Spark REST API, submit application NullPointerException on Windows - windows

I used my PC as the Spark Server and at the same time as the Spark Worker, using Spark 2.3.1.
At first, I used my Ubuntu 16.04 LTS.
Everything works fine, I tried to run the SparkPi example (using spark-submit and spark-shell)and it is able to run without problem.
I also try to run it using REST API from Spark, with this POST string:
curl -X POST http://192.168.1.107:6066/v1/submissions/create --header "Content-Type:application/json" --data '{
"action": "CreateSubmissionRequest",
"appResource": "file:/home/Workspace/Spark/spark-2.3.1-bin-hadoop2.7/examples/jars/spark-examples_2.11-2.3.1.jar",
"clientSparkVersion": "2.3.1",
"appArgs": [ "10" ],
"environmentVariables" : {
"SPARK_ENV_LOADED" : "1"
},
"mainClass": "org.apache.spark.examples.SparkPi",
"sparkProperties": {
"spark.jars": "file:/home/Workspace/Spark/spark-2.3.1-bin-hadoop2.7/examples/jars/spark-examples_2.11-2.3.1.jar",
"spark.driver.supervise":"false",
"spark.executor.memory": "512m",
"spark.driver.memory": "512m",
"spark.submit.deployMode":"cluster",
"spark.app.name": "SparkPi",
"spark.master": "spark://192.168.1.107:7077"
}
}'
After testing this and that, I have to move to Windows, since it is will be done on Windows anyway.
I able to run the server and worker (manually), add the winutils.exe, and run the SparkPi example also using spark-shell and spark-submit, everything able to run too.
The problem is when I used the REST API, using this POST string:
curl -X POST http://192.168.1.107:6066/v1/submissions/create --header "Content-Type:application/json" --data '{
"action": "CreateSubmissionRequest",
"appResource": "file:D:/Workspace/Spark/spark-2.3.1-bin-hadoop2.7/examples/jars/spark-examples_2.11-2.3.1.jar",
"clientSparkVersion": "2.3.1",
"appArgs": [ "10" ],
"environmentVariables" : {
"SPARK_ENV_LOADED" : "1"
},
"mainClass": "org.apache.spark.examples.SparkPi",
"sparkProperties": {
"spark.jars": "file:D:/Workspace/Spark/spark-2.3.1-bin-hadoop2.7/examples/jars/spark-examples_2.11-2.3.1.jar",
"spark.driver.supervise":"false",
"spark.executor.memory": "512m",
"spark.driver.memory": "512m",
"spark.submit.deployMode":"cluster",
"spark.app.name": "SparkPi",
"spark.master": "spark://192.168.1.107:7077"
}
}'
Only the path is a little different, but my worker always failed.
The logs said:
"Exception from the cluster: java.lang.NullPointerException
org.apache.spark.deploy.worker.DriverRunner.downloadUserJar(DriverRunner.scala:151)
org.apache.spark.deploy.worker.DriverRunner.prepareAndRunDriver(DriverRunner.scal173)
org.apache.spark.deploy.worker.DriverRunner$$anon$1.run(DriverRunner.scala:92)"
I searched but no solutions has come yet..

So, finally I found the cause.
I read the source from:
https://github.com/apache/spark/blob/master/core/src/main/scala/org/apache/spark/deploy/worker/DriverRunner.scala
From inspecting it, I conclude that the problem is not from Spark, but the parameter is not being read correctly.

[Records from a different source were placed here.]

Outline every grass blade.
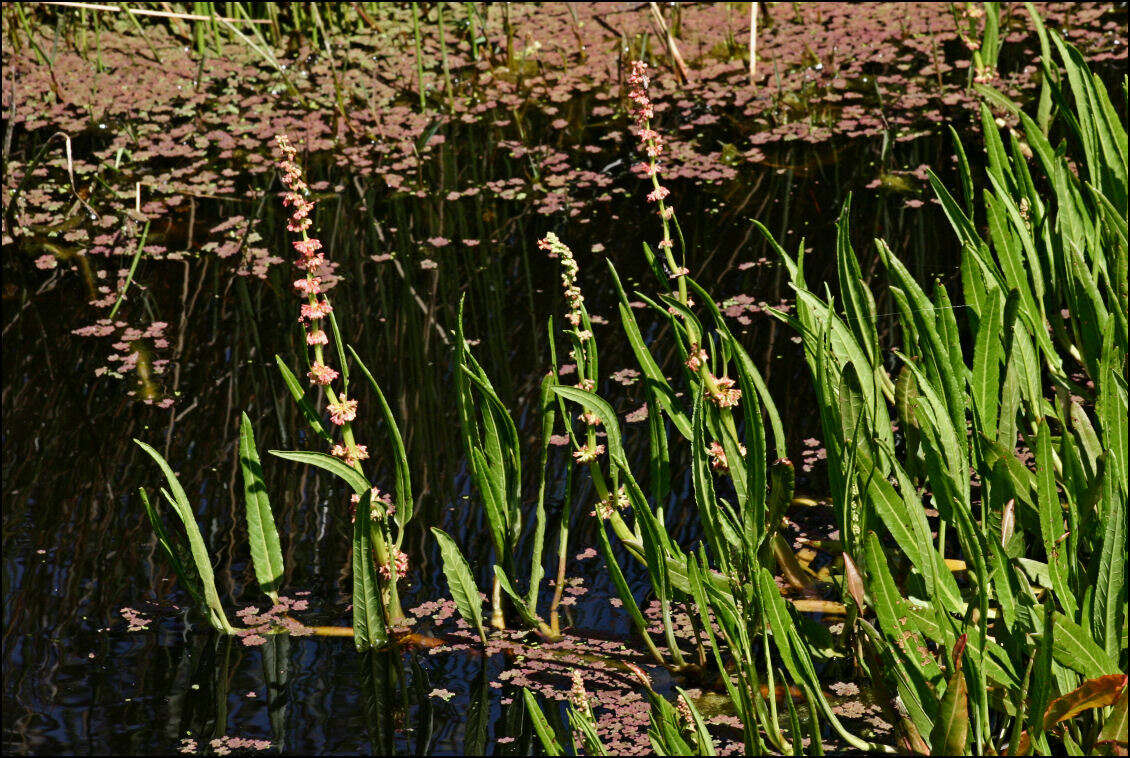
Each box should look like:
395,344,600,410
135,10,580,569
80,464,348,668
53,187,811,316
240,413,283,603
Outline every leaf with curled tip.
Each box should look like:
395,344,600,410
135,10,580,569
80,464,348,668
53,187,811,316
930,635,970,756
267,450,373,495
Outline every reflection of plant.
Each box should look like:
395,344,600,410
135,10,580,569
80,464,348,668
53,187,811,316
463,29,1128,755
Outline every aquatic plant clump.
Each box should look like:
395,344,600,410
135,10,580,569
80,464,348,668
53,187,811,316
3,3,1130,756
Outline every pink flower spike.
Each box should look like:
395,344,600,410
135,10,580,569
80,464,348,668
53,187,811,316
306,360,338,386
302,299,333,321
294,277,322,295
294,238,322,255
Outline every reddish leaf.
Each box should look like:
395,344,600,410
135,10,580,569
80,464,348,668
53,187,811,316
843,552,863,613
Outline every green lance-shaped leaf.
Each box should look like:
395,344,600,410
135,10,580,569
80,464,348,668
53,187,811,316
675,687,718,756
494,564,556,638
267,450,373,495
353,489,389,653
522,687,564,756
432,526,487,645
133,439,235,634
1098,687,1130,742
930,635,970,756
1036,422,1077,617
240,413,283,603
608,261,690,439
275,356,333,443
597,522,663,665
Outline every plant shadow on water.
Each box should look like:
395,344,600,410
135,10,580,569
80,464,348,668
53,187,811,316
2,3,1125,755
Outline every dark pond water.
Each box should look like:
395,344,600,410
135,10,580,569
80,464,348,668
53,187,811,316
3,145,955,753
2,4,1125,755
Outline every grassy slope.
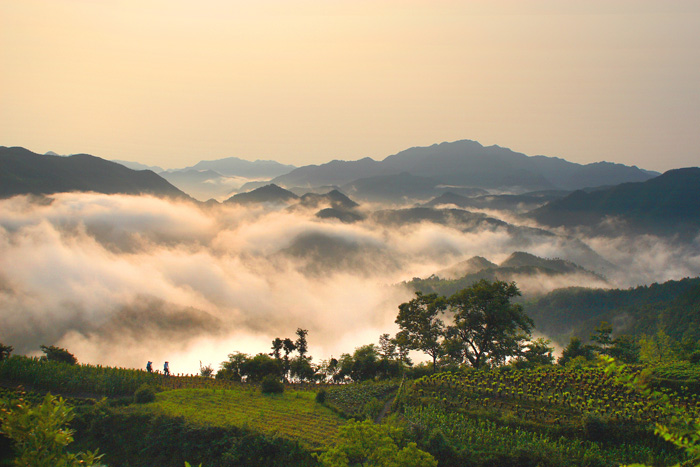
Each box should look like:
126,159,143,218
140,388,344,449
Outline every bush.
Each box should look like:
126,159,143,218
581,414,611,441
0,342,14,361
134,384,156,404
260,375,284,394
41,345,78,365
688,350,700,365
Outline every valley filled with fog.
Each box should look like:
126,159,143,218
0,193,700,373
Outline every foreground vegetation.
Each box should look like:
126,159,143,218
0,282,700,467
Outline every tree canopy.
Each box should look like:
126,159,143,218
396,280,533,368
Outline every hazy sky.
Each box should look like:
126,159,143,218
0,0,700,170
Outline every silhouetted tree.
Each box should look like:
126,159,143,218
270,337,283,360
0,342,14,362
41,345,78,365
448,279,534,368
216,352,250,381
557,336,594,365
294,328,309,358
395,292,447,370
590,321,613,355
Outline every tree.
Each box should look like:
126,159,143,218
557,336,593,365
519,337,554,366
199,360,214,378
607,334,640,363
216,352,250,381
395,292,447,371
294,328,309,358
270,337,282,360
0,394,102,467
0,342,14,362
379,334,398,360
240,353,282,382
41,345,78,365
282,337,297,375
316,420,437,467
448,279,534,368
590,321,613,355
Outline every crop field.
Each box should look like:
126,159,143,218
133,387,344,449
0,356,243,397
403,367,700,466
326,381,398,418
410,367,700,425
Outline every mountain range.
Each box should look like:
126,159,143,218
0,146,189,199
272,140,658,197
528,167,700,237
406,251,606,296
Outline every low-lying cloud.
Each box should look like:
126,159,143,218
0,193,700,372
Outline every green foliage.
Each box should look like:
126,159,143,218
0,355,228,399
515,337,554,368
688,350,700,365
524,278,700,342
76,408,318,467
318,420,437,467
199,361,214,378
151,385,344,450
591,321,613,354
396,292,447,370
557,337,594,365
639,329,680,364
448,279,533,368
0,342,14,361
604,359,700,467
0,394,102,467
326,381,398,419
41,345,78,365
260,375,284,394
134,384,156,404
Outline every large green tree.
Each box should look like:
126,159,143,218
396,292,447,370
447,279,534,368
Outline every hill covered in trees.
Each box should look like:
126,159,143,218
524,278,700,342
0,147,189,198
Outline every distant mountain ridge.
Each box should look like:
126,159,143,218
272,140,658,193
181,157,296,179
529,167,700,235
406,251,606,296
0,146,190,199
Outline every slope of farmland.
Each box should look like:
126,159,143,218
148,387,344,449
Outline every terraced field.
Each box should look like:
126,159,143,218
145,388,344,449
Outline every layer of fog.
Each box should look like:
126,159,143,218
0,193,700,373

Which means somehow, I put wrong parameter format.
So, after trying out several things, this one is the right one :
appResource": "file:D:/Workspace/Spark/spark-2.3.1-bin-hadoop2.7/examples/jars/spark-examples_2.11-2.3.1.jar"
changed to:
appResource": "file:///D:/Workspace/Spark/spark-2.3.1-bin-hadoop2.7/examples/jars/spark-examples_2.11-2.3.1.jar"
And I did the same with spark.jars param.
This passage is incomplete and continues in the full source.